Yoksa, Afganistan’da yetişen uyuşturucunun, ABD’nin istihbarat örgütünün koruması olmadan Avrupa şehirlerine kadar ulaşması mümkün müdür?
ABD bölgemizdeki her terör olayının içindedir.
NATO’da ortak olduğumuz ABD, açıkça ve pervasızca, dünyanın gözü önünde PKK türevi terör örgütlerine silah vermektedir. Hem de o silahların Türk Güvenlik güçlerine çevrileceğini bilerek.
16 vatan evladının ölümüne sebep olan da, doğrudan ABD’dir.
ABD’ye Türk Devletinin bölge ve dünyadaki önemini hatırlatmak gerekir.
Hem de anlayacağı dilde! AKP ve Erdoğan bunu yapabilirler mi?
Asla yapamazlar! Neden mi? Anlatalım;
Birincisi; Erdoğan Türk Devletinin tarihini, geçmişini bilmez!
İkincisi; BOP’ta ABD’nin eşbaşkanlığını kabul eden biri, ABD’ye kafa tutamaz!
Üçüncüsü; ABD ve İsrail ile birlikte önce Barzani’ye şimdi de PYD’ye Kürt Devletinin iki parçasını kurduran parti, ABD’nin emri dışına çıkamaz!

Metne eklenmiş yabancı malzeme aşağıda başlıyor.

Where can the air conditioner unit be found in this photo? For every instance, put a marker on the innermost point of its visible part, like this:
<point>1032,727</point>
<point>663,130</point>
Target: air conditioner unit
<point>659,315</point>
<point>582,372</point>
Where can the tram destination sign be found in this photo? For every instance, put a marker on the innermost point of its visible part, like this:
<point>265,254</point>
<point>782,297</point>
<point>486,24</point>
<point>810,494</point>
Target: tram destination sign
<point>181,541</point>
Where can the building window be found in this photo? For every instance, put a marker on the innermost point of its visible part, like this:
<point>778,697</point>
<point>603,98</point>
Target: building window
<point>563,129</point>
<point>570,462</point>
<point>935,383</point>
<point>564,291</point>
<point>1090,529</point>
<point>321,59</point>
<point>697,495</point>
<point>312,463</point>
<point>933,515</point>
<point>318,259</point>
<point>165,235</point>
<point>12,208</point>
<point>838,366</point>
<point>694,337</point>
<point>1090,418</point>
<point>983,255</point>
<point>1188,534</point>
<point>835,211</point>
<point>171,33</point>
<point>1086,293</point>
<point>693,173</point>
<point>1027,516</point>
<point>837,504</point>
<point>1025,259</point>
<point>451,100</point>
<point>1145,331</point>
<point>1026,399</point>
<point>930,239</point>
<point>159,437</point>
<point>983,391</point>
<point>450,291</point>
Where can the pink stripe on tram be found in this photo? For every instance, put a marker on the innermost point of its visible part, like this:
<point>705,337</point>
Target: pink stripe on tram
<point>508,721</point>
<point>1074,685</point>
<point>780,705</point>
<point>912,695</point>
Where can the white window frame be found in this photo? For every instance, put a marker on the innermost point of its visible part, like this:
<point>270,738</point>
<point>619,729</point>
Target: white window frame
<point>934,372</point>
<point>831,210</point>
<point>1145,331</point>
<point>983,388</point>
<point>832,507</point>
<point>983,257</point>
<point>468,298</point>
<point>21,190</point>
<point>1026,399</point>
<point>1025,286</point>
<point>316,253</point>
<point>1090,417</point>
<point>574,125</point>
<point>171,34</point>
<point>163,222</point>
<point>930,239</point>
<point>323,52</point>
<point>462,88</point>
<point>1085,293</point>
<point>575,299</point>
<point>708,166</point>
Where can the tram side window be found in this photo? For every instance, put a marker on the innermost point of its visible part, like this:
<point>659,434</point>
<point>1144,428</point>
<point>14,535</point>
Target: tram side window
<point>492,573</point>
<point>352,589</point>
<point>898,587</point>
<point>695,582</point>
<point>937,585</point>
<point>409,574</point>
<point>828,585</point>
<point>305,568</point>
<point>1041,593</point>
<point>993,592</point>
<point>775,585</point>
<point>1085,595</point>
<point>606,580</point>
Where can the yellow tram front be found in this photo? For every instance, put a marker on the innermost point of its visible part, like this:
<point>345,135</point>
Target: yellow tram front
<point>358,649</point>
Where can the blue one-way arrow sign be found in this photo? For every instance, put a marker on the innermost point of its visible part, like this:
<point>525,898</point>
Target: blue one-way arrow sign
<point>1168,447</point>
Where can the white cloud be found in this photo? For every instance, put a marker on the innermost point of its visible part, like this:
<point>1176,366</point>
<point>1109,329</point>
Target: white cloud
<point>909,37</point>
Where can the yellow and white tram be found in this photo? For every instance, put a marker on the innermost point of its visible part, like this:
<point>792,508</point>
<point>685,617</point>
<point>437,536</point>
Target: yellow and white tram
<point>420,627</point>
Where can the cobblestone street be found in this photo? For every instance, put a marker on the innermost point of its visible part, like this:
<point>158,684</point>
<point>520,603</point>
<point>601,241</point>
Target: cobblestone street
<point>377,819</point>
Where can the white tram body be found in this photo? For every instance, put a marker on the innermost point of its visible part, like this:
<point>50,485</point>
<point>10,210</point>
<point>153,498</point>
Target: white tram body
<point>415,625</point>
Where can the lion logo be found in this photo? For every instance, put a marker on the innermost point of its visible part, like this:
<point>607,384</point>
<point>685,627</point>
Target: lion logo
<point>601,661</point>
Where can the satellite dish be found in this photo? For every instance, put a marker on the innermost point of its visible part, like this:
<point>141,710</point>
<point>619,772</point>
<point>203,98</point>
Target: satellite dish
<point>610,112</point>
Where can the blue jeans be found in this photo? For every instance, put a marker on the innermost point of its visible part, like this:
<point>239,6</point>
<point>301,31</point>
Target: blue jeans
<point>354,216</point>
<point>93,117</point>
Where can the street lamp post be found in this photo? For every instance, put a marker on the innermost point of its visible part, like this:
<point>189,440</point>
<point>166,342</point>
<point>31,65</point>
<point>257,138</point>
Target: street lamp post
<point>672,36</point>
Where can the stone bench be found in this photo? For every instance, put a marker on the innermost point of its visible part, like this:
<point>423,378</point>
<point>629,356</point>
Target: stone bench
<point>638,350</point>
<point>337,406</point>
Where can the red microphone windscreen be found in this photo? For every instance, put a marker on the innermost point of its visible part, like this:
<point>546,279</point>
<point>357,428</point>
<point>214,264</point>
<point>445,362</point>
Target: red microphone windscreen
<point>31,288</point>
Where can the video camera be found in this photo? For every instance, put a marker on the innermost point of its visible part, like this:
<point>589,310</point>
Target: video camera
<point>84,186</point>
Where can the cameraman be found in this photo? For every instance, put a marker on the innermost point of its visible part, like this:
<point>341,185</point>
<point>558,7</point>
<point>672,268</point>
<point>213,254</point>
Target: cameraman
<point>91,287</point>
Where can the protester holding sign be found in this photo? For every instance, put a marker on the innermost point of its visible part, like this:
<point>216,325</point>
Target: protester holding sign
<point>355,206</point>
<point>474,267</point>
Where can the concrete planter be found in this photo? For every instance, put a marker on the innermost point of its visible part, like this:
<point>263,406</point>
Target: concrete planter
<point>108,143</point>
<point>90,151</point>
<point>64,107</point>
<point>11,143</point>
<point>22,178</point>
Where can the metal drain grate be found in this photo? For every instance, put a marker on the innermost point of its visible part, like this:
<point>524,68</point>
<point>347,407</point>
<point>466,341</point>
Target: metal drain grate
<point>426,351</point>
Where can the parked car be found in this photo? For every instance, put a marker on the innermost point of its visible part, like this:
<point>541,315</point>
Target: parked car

Dördüncüsü; Yurtdışındaki olağanüstü büyük mal-para varlığı nedeniyle ABD Devleti tarafından rehin alınmış bir iktidar, üstelik sırtına Reza Zarrab ve Halkbank yükü yüklenmiş bir iktidar, ABD karşısında “Uslu-Söz dinleyen çocuk “ olmak zorundadır.
Beşincisi; Menzilini FETÖ’nun menzili ile aynı tutan bir iktidarın Türk Milletine hayrı olamaz.
Çünkü FETÖ- Vatikan- CIA’nın bölgemizdeki menzilleri paraleldir ve varılmak istenen menzil Türkiye’de Laik Demokratik Cumhuriyeti yıkıp, yerine bir bölümü Kürt Devleti olacak Federal İslam Devletini kurmaktır.
Türk Devletinin ve Türk Milletinin tüm emperyalist devletlere karşı haklarımızı koruyacak, mecbur kalmadıkça kavga etmeden diplomatik-tarihi-askeri-ticari-bölgesel önemini anlatıp sonuç alacak tek siyasi parti vardır. DOĞRU Parti!
Çünkü biz DOĞRU Parti olarak biliyoruz ki;
Mozart’ın Türk Marşını yazdığı 1770 yılında, ABD henüz kuruluyordu!
1870 yılına kadar İtalya diye bir devlet yoktu!
1871 yılına kadar Almanya diye bir devlet yoktu!
Biz Türkler, kendini Kürt sayan Türkmenler ve diğer Türk Boyları binlerce yıldır bu topraklardayız. Tüm medeniyetlere beşiklik yaptık. Her inanca, her düşünceye saygı ve barış içinde yaklaştık. Türk’ü dünya tarihinden çıkarırsanız, tarih kalmaz. Dürüst, bilgili, aklı ve bilimi öne alan çalışkan bir yönetimle Türk Milletinin tüm problemlerini ancak biz çözeriz.
Yazımızı, geçmişini ve döküldüğü Ege Denizini unutan, bizi bir çok sahada sıkıntıya sokmaya çalışan Yunanistan’a bir hatırlatma ile bağlayalım;
Komşu; Sizi tam 400 sene yönettik. Eğer sizin inanışınıza, kültürünüze, geleneklerine saygı duyup sizi özgür bırakmasaydık ve asimile etseydik, bugün yeryüzünde Grek’çe denen dil kalmazdı. Katalaves!